従業員も払って会社も払う事を、労使折半といいます。
つまり、自分も払ってるけど会社も負担してくれてるので、何かあっていざ保障を受ける時は、個人事業主や自営業の方より手厚い保障が受けれるということですね。これは会社員の大きなメリットです^^
次に、それぞれどんな制度なのか見ていきましょう。
社会保険はどんな制度?
社会保険は大きく分けて5つあります。
- 健康保険
- 厚生年金
- 介護保険
- 雇用保険
- 労災保険(保険料は会社負担)
それぞれ順番に解説していきますね。
健康保険とは?
健康保険は6つの保障制度からなっています。
- 療養の給付
- 高額療養費制度
- 傷病手当
- 出産育児一時金
- 出産手当
- 埋葬費
上記全てを合わして健康保険と言います。そしてこの健康保険が、僕たちの生活になにか支障があった時、金銭的にも精神的にも助けてくれる最強の保険です。
1、療養の給付
これはもうすでに知ってる方も多いと思います。というかほとんどの方が使ったことあると思いますが、病院での支払い(自己負担)が3割になる制度です。
風邪とかケガで病院に通った時に、まず窓口で保険証を提出していると思います。それから症状を見てもらって最後に診察代を払いますよね?
お会計で「○○円です」と言われますが、その時はすでに7割を減らした金額で請求されています。つまり、窓口での支払いは自己負担額3割で済んでいます。
2、高額療養費制度
ここからちょっと難しい内容になってきますが、逆に言えば知っておくとかなり有利になるのでぜひ抑えておきましょう。
ちょっと難しく聞こえますが簡単にいうと、「高額な医療費がかかった場合は、窓口での支払いはある一定の金額でオッケーですよ」てことです。この『ある一定の金額』はその人の所得によって変わります。
ちょっとややこしい計算があるのでここでは割愛しますが、興味のある方は確かめてください。
ざっくり年収500万ぐらいの場合、ひと月に医療費が100万円かかっても窓口での支払いは9万円ぐらいで済みます。どうですか?最強じゃないですか?
この高額療養費制度はホントに知っておくと便利なので、ぜひ覚えてくださいね。
3、傷病手当
次に傷病手当です。
例えば、病気やケガで1ヵ月間入院したとします。勤めている会社が1ヵ月で20日出勤として、初めの3日を除いた残りの日数の16日分に対して手当金が支払われます。
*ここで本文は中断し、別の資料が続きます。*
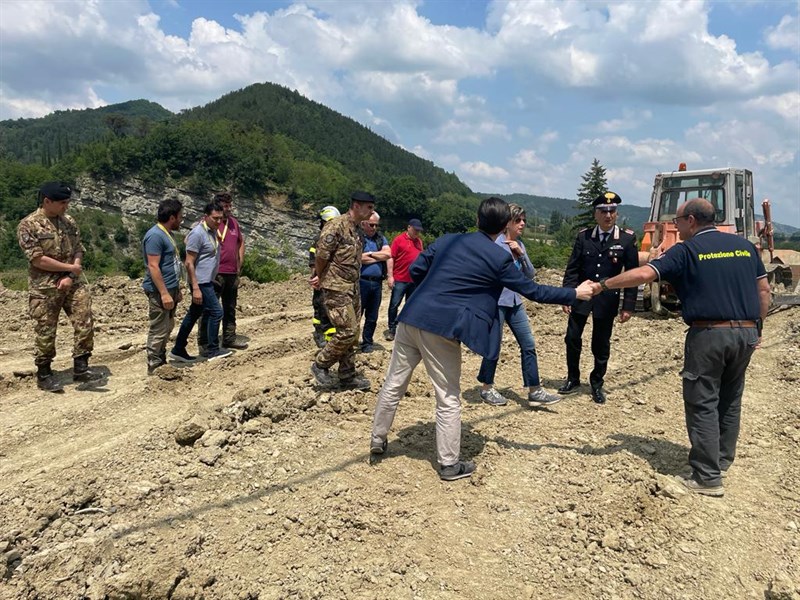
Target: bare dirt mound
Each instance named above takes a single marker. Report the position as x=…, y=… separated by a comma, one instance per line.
x=239, y=479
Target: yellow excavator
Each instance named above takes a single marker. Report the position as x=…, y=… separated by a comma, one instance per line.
x=730, y=191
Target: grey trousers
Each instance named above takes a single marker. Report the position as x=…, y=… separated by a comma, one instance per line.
x=715, y=361
x=161, y=323
x=442, y=360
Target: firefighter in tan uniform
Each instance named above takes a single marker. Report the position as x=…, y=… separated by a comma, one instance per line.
x=337, y=272
x=50, y=240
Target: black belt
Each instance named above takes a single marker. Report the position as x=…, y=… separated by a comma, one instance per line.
x=727, y=324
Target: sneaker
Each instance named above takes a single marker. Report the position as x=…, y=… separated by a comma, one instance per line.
x=493, y=397
x=716, y=491
x=49, y=384
x=152, y=368
x=181, y=356
x=542, y=398
x=218, y=353
x=356, y=382
x=322, y=376
x=457, y=471
x=378, y=446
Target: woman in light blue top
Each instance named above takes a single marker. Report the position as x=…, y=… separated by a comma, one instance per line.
x=512, y=311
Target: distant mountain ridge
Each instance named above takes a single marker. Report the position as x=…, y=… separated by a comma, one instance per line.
x=277, y=109
x=633, y=216
x=56, y=134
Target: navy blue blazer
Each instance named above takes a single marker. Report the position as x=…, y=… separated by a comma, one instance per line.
x=459, y=279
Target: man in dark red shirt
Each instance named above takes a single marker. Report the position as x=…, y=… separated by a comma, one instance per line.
x=226, y=284
x=405, y=249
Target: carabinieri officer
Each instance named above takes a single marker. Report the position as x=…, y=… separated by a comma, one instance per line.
x=724, y=293
x=599, y=252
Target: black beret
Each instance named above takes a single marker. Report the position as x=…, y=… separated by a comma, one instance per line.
x=55, y=190
x=607, y=200
x=362, y=197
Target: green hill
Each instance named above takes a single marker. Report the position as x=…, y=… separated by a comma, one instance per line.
x=540, y=208
x=328, y=134
x=48, y=139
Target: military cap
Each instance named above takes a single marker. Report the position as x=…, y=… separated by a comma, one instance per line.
x=362, y=197
x=328, y=213
x=55, y=190
x=607, y=201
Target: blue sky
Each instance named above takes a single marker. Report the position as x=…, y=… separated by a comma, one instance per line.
x=514, y=96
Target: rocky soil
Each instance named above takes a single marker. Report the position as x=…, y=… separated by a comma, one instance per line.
x=239, y=480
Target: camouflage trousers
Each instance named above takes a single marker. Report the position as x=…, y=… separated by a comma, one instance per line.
x=321, y=322
x=344, y=312
x=44, y=308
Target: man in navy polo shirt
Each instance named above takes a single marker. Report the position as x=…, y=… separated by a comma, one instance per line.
x=376, y=265
x=722, y=285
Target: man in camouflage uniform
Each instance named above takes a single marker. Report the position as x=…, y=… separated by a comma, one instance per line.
x=338, y=268
x=323, y=329
x=50, y=240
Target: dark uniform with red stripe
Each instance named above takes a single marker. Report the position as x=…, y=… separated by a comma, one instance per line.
x=595, y=259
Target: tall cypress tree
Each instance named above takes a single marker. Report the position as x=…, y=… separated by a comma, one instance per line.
x=593, y=184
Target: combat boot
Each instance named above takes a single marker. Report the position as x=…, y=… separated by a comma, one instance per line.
x=45, y=380
x=80, y=369
x=319, y=339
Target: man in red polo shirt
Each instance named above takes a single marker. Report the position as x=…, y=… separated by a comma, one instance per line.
x=405, y=249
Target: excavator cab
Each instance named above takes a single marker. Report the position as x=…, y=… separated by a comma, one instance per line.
x=730, y=191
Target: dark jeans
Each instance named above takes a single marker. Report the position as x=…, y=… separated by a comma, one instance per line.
x=212, y=310
x=601, y=347
x=517, y=320
x=401, y=289
x=371, y=296
x=228, y=293
x=715, y=361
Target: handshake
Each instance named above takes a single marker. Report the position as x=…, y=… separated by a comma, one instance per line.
x=588, y=289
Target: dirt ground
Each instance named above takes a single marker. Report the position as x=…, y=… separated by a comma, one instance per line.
x=278, y=498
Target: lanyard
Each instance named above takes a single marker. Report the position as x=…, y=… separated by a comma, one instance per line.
x=221, y=238
x=213, y=237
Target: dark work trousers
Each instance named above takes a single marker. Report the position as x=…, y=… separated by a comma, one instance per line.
x=228, y=294
x=715, y=361
x=601, y=347
x=401, y=289
x=371, y=296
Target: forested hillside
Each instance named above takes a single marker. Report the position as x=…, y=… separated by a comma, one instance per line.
x=49, y=139
x=551, y=212
x=278, y=110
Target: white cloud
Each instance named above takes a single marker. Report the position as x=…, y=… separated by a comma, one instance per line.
x=784, y=36
x=787, y=106
x=630, y=119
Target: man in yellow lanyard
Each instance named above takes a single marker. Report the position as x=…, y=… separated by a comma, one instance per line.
x=226, y=283
x=162, y=280
x=202, y=264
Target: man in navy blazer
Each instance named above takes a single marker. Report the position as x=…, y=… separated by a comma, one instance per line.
x=459, y=280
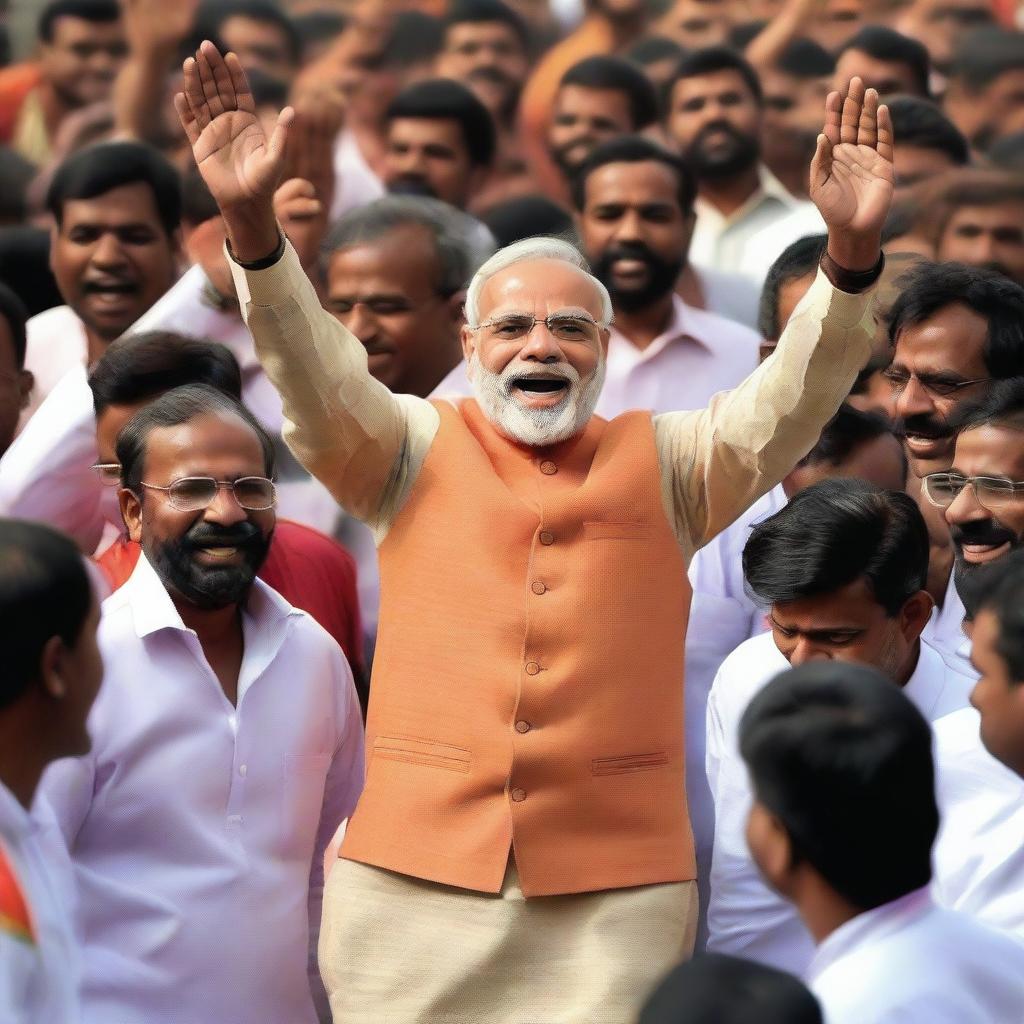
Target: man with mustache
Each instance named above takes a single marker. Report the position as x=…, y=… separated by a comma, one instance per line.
x=715, y=119
x=227, y=743
x=526, y=712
この制度も知っておくと、いざという時の選択肢が増えますよ。
例えば会社にポンコツ上司がいたとして、そのポンコツ上司に意味不明なパワハラを受けてた場合、ストレス抱えながらムリして働いて取り返しのつかない事になる前に、傷病手当を活用してしばらく休んでから復帰する、というのもアリですよね。
この制度は会社員の方にしかありません。個人事業主や自営業の方にはない制度なので、注意してください。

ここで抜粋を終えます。